Morten Olsen

Personal information
- Full name: Morten Voldby Olsen
- Date of birth: 30 August 1998 (age 28)
- Place of birth: Lynge, Denmark
- Position: Forward

Team information
- Current team: Holbæk B&I

Youth career
- Allerød
- Farum
- Lyngby
- Farum

Senior career*
- Years: Team / Apps / (Gls)
- 2020–2021: Hillerød / 0 / (0)
- 2021–2022: Allerød
- 2022–2024: Hvidovre / 10 / (0)
- 2024: → HIK (loan) / 16 / (2)
- 2024–2025: HIK / 21 / (4)
- 2025–: Holbæk B&I

= Morten Voldby Olsen =

Danish footballer (born 1998)

Morten Voldby Olsen (born 30 August 1998) is a Danish footballer who plays as a forward for Danish 3rd Division side Holbæk B&I.

==Career==
Born and raised in Lynge, Olsen played for several North Zealand clubs in his youth; Allerød FK, Lyngby Boldklub and Farum BK in two rounds.

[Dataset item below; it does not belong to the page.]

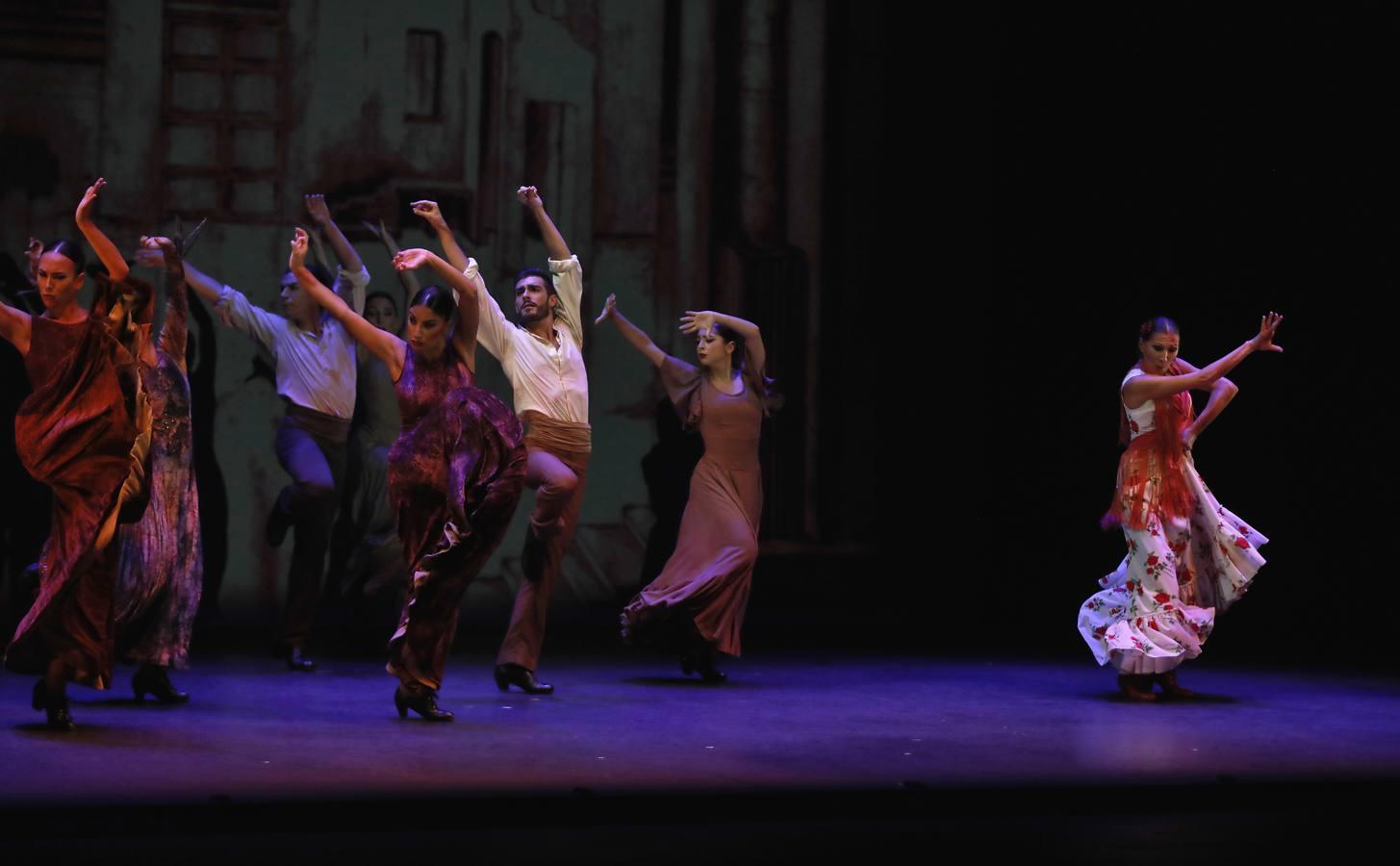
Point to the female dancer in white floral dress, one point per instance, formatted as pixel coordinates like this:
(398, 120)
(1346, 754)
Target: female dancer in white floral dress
(1187, 555)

After playing a bit for Farum BK, FC Nordsjælland's reserve team, Olsen moved ahead of the 2020–21 season to Hillerød Fodbold, who played in the Danish 2nd Division. Here he never made the breakthrough to divisional football, but managed to make his official debut for the club in a cup match against Vanløse IF in September 2020, where Olsen also got on the scoreboard. Olsen spent the rest of his time at the club on Hillerød's reserve team.

Prior to the 2021–22 season, Olsen switched back to his childhood club, Allerød FK, who played in the Denmark Series Pool 1.

Ahead of the 2022–23 season, Olsen was acquired by Danish 1st Division side Hvidovre IF, where he signed a 2-year deal. In the 2022–23 season, Olsen played 197 minutes over 9 games, contributing to Hvidovre's promotion to the 2023-24 Danish Superliga. On 18 August 2023, Olsen made his debut in the top Danish league in a match against F.C. Copenhagen. This was his only appearance for Hvidovre in the first half of the season.

In pursuit of more playing time, on 16 January 2024, Olsen was loaned out to Danish 2nd Division side HIK until the end of the season. At the end of May 2024, Hvidovre confirmed that Olsen's contract with the club, which was due to expire on 30 June 2024, wouldn't be extended. Ahead of the 2024–25 season, Olsen moved to HIK permanently.

In July 2025, Olsen moved to Danish 3rd Division club Holbæk B&I.